Count Maximilian Maria Karl Desiderius de Garnerin de la Thuile von Montgelas (23 May 1860 in Saint Petersburg – 4 February 1938 in Munich) was a Bavarian general and diplomat.

==Biography==
The grandson of Maximilian von Montgelas, he joined the army in 1879, served in the Boxer Expedition and was military attaché in Peking from 1901 to 1902. In 1914, during the early phase of World War I, he commanded the 4th Bavarian Infantry Division but retired the following year to devote himself to careful study of the matters relating to the outbreak of the war and responsibility for it. In that capacity, he was official adviser to the Reichstag Committee of Enquiry.

During the German spring offensive of 1918 Montgelas contacted British intelligence regarding peace overtures. In October 1918 he also reported to a British agent that:
"The military situation is desperate, if not hopeless, but it is nothing compared to the interior condition due to the rapid spread of Bolshevism. Owing to this development, news of which has just reached me, nothing can save Germany but an immediate acceptance of an armistice and peace, no matter what the terms.
Montgelas was not thought by British intelligence to be working for the German government in making these statements, but thought credible as he was well-connected in Germany and the brother of a senior German diplomat.

He was married to Countess Pauline von Wimpffen.

He was a German count and the official spokesman for the German Weimar Republic at the Paris Peace Conference following World War I to investigate the question of responsibility for the war. He helped to draft the German answer to what they saw as charges of war guilt within the Versailles treaty, and was one of the four signatories to the Memorandum, presented in May 1919, in reply to the Western Allies. Later, in the absence of the other members of the German Commission, he was jointly responsible, with Delbrück, for a further Memorandum replying to the Allied Note of 16 June.

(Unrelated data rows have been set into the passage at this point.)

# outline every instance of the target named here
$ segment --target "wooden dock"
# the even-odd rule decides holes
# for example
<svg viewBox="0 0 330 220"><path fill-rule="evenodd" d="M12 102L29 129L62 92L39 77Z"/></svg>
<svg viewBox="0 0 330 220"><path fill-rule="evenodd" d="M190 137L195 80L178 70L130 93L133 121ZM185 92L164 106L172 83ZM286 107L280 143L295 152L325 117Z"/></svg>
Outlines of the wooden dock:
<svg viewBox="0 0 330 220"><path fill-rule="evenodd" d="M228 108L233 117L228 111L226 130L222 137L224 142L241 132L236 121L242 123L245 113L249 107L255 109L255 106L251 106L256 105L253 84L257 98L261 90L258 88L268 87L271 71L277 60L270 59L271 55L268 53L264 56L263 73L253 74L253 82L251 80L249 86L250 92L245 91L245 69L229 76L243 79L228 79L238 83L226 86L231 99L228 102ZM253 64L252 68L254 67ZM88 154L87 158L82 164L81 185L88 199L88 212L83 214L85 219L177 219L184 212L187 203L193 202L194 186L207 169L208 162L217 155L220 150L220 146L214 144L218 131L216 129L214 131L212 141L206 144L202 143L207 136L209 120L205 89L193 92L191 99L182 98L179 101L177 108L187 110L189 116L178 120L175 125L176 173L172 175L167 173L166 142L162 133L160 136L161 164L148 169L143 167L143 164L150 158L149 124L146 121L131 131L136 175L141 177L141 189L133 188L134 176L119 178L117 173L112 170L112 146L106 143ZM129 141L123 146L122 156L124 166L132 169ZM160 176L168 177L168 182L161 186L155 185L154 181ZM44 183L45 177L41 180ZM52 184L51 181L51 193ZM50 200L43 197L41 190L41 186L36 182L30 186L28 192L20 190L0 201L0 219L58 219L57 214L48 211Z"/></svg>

He subsequently wrote his controversial book The Case for the Central Powers: An Impeachment of the Versailles Verdict, published in London by George, Allen & Unwin Ltd., in 1925. The previous year he and Professor Walther Schücking had edited The Outbreak of the World War - German Documents collected by Karl Kautsky, commonly known as the Kautsky Documents, which were published by the Oxford University Press.